There has always been some degree of sharing by households and communities all across the globe of each others' good and bad fortunes, represented by facilities, amenities, services and goods, or the want of them.

This was most pronounced in countries, such as India and China, governed by the value-systems of age-old civilisations, which put a premium on sharing and caring. All for one and one for all was the ruling axiom, be it celebrating marriages and festive occasions, or lending a helping hand in times of family bereavements or large-scale calamities. However, unprecedented advances in technology, rapid economic growth and rise in income levels of the various strata of society soon led to conspicuous consumption or consumption as an end in itself, often degenerating into ostentation and greed. Increased mobility and scattering of members of previously close-knit societies all across the globe made for a self-centred, individualistic, consumerist culture, in which all distinctions between luxuries and necessities were lost.

Looking around, these trends seem to have played out. Astronomical prices have made real estate out of the reach of all but those in the billionaires' club.

House rents too have become similarly unaffordable, for even an upper-middle-class family, with decent earnings. It is not so much inflation, which can be viewed as a transient phenomenon brought under control with suitable measures.

Inflationary spiral, which can be unwound, should be distinguished from a worrisome scenario, in which the whole economy turns high cost, getting on to a relentlessly rising plateau, with little chance of easing up.

NEW RULES

This is the background in which some economic analysts have begun canvassing for a new pattern of ‘collaborative consumption' — a theme that has been elaborated in a book, What's Mine Is Yours: The Rise of Collaborative Consumption by Rachel Botsman, of which I came to know, from a reference to it in ‘Knowledge@ Wharton' website (August 25).

The quintessence of collaborative consumption is to evolve new rules of putting the assets and resources of average householders and economic players to optimum use by sharing, reusing, exchanging and monetising them, so that living within means without detriment to lifestyles and business plans becomes possible.

For instance, if there is a spare room or even a spare couch in the house, or if a car is idle for most part of the day, why not rent it out and get an income? It is win-win for both the person renting it out and the one to whom it is rented out, in view of the low transaction cost and the absence of hassles.

Without doubt, the new pattern is catching up fast with numerous start-ups already crowding the market for a variety of instances of rent-and-return such as allowing workers on the go to rent out workspace or a conference room for a day, or even for just 15 minutes; renting music rather than buy songs outright from services like iTunes; ordering meals from home makers or home cooks in the neighbourhood; and lending out, for a fee and on a short-term basis, photographic gear, medical equipment, computers, lawn-mowers and snowmobiles.
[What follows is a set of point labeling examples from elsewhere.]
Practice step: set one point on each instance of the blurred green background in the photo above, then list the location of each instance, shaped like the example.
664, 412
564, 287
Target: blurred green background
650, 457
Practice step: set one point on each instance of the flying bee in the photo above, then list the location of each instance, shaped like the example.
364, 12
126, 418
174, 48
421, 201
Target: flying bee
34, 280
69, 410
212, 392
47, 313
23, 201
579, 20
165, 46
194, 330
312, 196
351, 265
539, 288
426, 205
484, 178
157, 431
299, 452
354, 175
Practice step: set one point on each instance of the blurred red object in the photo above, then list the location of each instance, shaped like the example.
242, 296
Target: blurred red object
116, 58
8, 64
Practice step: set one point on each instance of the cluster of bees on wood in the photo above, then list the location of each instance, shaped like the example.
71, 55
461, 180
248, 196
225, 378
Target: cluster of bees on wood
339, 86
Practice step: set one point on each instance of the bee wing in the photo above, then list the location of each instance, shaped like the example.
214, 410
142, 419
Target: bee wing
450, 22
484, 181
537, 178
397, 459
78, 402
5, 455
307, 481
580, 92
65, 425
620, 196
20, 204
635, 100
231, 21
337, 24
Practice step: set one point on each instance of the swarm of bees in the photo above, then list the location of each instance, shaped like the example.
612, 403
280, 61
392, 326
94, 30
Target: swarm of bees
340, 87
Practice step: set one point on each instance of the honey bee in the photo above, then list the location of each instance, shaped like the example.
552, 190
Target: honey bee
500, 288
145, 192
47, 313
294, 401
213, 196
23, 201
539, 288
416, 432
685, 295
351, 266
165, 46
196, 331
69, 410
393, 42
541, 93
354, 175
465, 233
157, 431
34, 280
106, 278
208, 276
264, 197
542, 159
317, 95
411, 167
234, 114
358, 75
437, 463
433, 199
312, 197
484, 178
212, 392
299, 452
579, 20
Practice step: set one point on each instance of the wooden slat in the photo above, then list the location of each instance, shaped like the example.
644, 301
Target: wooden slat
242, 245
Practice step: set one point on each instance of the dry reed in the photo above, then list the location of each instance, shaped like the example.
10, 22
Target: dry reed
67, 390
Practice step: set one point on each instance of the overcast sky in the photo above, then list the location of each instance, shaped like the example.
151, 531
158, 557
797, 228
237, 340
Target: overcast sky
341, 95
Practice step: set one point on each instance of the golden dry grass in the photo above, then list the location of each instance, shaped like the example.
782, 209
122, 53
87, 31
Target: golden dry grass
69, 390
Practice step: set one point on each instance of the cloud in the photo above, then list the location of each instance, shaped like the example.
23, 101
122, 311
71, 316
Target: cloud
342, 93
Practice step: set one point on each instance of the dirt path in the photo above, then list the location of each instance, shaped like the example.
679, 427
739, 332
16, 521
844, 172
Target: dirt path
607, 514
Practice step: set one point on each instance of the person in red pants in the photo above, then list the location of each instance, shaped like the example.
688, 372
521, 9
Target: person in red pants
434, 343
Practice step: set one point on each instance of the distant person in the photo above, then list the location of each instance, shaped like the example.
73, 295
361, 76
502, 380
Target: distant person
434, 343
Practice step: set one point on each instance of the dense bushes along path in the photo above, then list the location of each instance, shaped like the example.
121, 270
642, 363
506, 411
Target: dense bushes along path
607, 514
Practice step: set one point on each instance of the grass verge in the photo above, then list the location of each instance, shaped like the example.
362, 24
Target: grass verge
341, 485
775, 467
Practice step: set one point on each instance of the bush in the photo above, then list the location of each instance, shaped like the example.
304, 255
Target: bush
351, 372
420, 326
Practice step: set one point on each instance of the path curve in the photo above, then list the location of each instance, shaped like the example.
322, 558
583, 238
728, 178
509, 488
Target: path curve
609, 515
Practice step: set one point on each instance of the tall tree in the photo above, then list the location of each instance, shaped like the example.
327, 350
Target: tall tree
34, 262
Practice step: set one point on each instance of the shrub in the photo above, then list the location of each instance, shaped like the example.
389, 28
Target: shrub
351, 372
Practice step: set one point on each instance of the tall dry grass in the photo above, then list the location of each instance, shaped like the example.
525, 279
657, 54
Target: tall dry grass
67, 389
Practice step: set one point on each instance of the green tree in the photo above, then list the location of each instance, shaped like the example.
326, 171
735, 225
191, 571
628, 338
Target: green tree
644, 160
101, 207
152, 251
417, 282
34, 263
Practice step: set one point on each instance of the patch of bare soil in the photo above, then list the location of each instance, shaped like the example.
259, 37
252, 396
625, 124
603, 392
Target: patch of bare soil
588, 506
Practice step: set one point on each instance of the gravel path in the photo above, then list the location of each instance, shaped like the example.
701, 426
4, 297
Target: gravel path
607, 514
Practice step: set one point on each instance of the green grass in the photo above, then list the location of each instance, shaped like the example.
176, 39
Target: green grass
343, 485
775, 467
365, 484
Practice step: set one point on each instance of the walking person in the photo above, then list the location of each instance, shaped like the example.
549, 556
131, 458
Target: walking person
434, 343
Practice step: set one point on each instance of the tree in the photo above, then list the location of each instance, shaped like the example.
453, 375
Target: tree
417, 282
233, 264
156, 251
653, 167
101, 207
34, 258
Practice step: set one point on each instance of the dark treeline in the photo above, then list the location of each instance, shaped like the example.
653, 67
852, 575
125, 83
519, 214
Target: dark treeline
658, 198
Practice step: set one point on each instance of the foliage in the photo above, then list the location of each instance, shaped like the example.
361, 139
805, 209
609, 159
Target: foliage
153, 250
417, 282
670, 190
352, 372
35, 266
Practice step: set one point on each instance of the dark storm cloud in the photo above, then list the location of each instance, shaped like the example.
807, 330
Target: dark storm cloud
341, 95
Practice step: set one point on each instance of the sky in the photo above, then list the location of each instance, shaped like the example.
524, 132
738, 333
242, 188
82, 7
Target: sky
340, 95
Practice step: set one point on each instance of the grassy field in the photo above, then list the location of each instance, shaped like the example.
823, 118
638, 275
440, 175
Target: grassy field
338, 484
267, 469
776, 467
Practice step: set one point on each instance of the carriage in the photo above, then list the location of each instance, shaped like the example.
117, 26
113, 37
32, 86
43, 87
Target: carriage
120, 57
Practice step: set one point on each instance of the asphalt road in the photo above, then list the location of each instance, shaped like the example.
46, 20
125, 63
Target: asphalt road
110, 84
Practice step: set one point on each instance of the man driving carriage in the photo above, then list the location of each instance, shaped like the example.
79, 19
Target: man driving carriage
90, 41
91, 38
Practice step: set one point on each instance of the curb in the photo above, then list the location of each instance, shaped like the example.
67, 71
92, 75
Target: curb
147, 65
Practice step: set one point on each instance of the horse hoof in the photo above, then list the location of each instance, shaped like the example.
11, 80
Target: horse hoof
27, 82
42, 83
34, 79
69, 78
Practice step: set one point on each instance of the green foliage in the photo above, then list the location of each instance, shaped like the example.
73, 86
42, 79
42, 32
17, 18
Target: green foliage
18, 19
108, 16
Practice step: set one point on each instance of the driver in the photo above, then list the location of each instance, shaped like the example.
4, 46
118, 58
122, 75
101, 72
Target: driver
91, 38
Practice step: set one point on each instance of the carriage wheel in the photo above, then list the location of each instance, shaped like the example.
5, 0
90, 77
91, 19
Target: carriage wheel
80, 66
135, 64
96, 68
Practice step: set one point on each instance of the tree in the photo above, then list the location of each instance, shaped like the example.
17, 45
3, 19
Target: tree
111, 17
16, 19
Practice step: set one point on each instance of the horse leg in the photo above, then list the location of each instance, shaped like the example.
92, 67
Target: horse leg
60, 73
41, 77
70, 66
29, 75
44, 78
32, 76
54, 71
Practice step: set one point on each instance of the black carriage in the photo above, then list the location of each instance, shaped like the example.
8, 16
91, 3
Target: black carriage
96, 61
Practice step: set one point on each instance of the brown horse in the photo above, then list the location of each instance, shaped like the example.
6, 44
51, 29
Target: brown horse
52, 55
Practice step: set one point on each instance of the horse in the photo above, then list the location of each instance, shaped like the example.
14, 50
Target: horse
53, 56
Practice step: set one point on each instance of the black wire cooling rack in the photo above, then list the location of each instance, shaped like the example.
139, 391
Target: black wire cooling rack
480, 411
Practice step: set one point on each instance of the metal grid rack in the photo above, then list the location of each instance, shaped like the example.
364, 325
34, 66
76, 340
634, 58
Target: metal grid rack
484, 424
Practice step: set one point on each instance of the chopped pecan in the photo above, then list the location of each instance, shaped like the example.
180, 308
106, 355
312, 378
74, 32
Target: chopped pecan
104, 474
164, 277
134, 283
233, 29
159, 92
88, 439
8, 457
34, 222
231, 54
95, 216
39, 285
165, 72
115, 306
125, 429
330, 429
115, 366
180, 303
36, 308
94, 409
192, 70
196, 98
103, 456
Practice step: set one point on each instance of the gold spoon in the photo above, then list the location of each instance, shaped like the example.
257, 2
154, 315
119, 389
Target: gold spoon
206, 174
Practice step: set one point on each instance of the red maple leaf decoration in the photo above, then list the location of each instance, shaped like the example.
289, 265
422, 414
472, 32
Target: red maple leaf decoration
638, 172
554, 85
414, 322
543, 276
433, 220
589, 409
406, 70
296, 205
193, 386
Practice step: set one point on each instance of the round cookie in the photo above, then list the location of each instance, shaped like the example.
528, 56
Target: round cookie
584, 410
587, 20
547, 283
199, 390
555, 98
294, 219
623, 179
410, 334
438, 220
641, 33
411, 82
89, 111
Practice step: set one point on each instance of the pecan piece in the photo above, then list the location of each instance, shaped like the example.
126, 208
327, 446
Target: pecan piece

There are, of course, risks such as damage or pilferage, but these are manageable.

On all accounts, new technologies and advances in smart-phones, GPS and social networks have facilitated the sharing and exchange of all kinds of assets in novel ways and on an unprecedented scale.

HERE TO STAY

“Collaborative consumption is not a niche trend but a new culture and economy. It is slowly becoming mainstream.”

Although the nomenclature may be new, many of the methods and practices constituting it are familiar ground for some decades.

Many companies and families nowadays choose to lease or rent cars or get the services of drivers on an hourly basis, instead of owning cars or employing regular drivers. Time sharing of homes for holidays, business centres, paying guest accommodation, and lending libraries/DVDs on call at one's doorstep, are all examples of the principle of shared consumption.

By whatever name it is called, it is here to stay.